# clomid and miscarriage



## karen-lynne (Mar 14, 2006)

ive got pcos and previous cervical cancer, want a family so bad its all i think about!! i was on clomid for a month and metformin and shockingly it worked!!! i was pregnant, couldnt believe it.  then a few day later i had a miscarriage.  absolutely gutted!!! anyone every heard of a link between clomid and miscarriage i desperately need to know dont know how much longer i can take the nock backs!!


----------



## Mrs Nikki (Nov 13, 2004)

Karen I am so sorry for your loss sweetie, I personally haven't heard of a link between clomid and m/c but please know that m/c happen for so many reasons out of our control, if you feel you need a shoulder to cry on then please feel free to come and visit the pregnancy loss board - the girls on there are great and so friendly.

Please do not give up yet sweetie


----------



## sarahstewart (Aug 4, 2005)

Karen - Hi sorry to hear about your m/c the same thing happened to me on my first month.    I have tried to look into the link between m/c and clomid as my cousin told me there was a risk when I started clomid BUT so far i haven't found anything....in fact I did find a site that said the opposite!!! 
Maybe someone else on here can shed some light on it.
   
Sarah


----------



## ☼♥ Minxy ♥☼ © (Jan 13, 2005)

Hi

Sorry to hear of your mc 

I agree with the other ladies, I've not heard/read of a link between clomid & mc.  As already mentioned, there are many reasons why a mc can happen although I appreciate that thats obviously no consolation.

I had 2 early mc's last year (Jan & May) & had further investigations for recurrent mc's and was subsequently diagnosed with a couple of autoimmune blood clotting disorders which can cause mc & problems with implantation (have to have meds for this now - baby aspirin & clexane)...I also have bicornuate uterus/uterine adhesions & endo...apparently I'm classed as higher risk for mc & ectopic (damaged tubes)...despite all that I was still prescribed 6mths of clomid to "boost" - I ovulate naturally but it triggered my ovaries to produce more follicles and release more eggs...although I didn't manage to conceive whilst on clomid. I'm certainly no medical expert but personally I would've thought it unlikely that I would've been prescribed clomid if there was even more of a risk of me suffering from further mc's. I'm now about to start ivf in 2 weeks.

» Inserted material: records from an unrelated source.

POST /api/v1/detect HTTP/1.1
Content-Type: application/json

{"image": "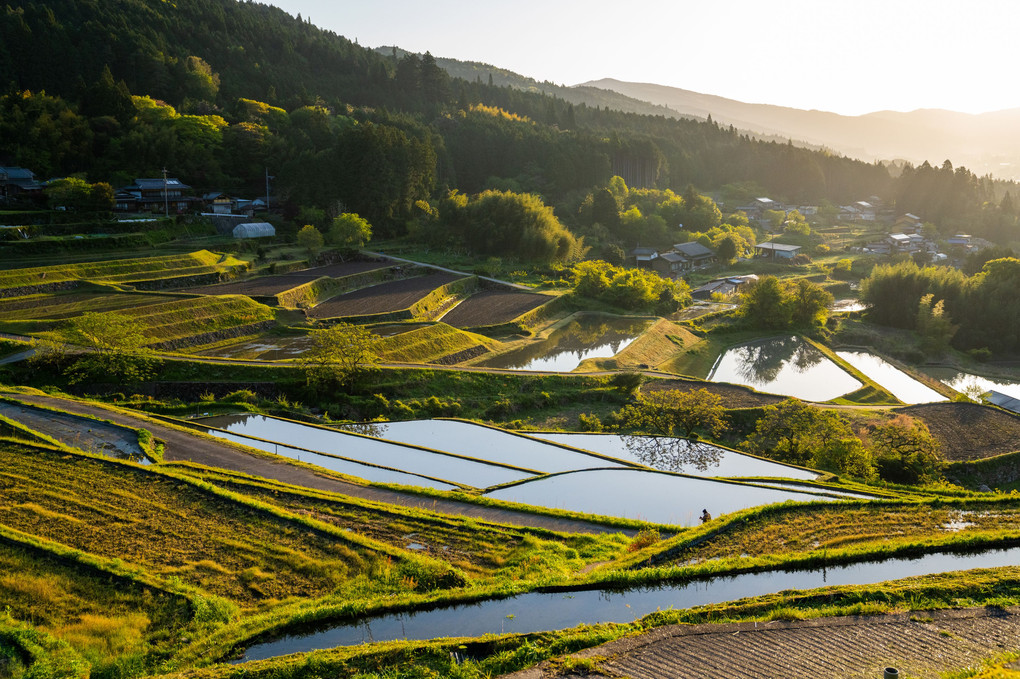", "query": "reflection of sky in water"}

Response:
[242,547,1020,662]
[343,420,622,473]
[708,335,862,401]
[205,429,457,490]
[478,315,649,372]
[925,368,1020,399]
[829,300,868,313]
[198,415,532,488]
[528,432,818,479]
[835,352,949,404]
[486,469,834,526]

Are you having a break from the clomid following your mc ?

Good luck & take care
Natasha


----------



## jocole69 (Dec 19, 2004)

Hi,

I'm sorry to hear of you m/c. I had an ectopic and m/c this time last year, early, and it's very upsetting.

My fertility spec told me you have a higher chance of m/c and ectopic with clomid. Also, having these gynae problems enhances the chances of one sadly. Also, so does age  

I really hope you get a BFP again soon and things turn out ok. I know how scarey it is trying again though. HUGS.  Jo x


----------



## sweetpeapodder (Feb 6, 2005)

I'm sorry too to hear of your recent loss.

Dr Lesley Regan covers Clomid in her book "miscarriage - what every woman needs to know" - if you haven't read it, I'd thoroughly recommend it - it has helped me a lot and her style is very reassuring.

According to Dr Regan, the risk of m/c after taking clomid is between 20-30% (IVF is around 25%) - possibly the cause is due to the "overripening" of eggs because of the higher hormone levels - these then are less likely to implant.  She also expresses concerns regarding Clomid raising LH levels in PCOS sufferers leading to an increased m/c risk. 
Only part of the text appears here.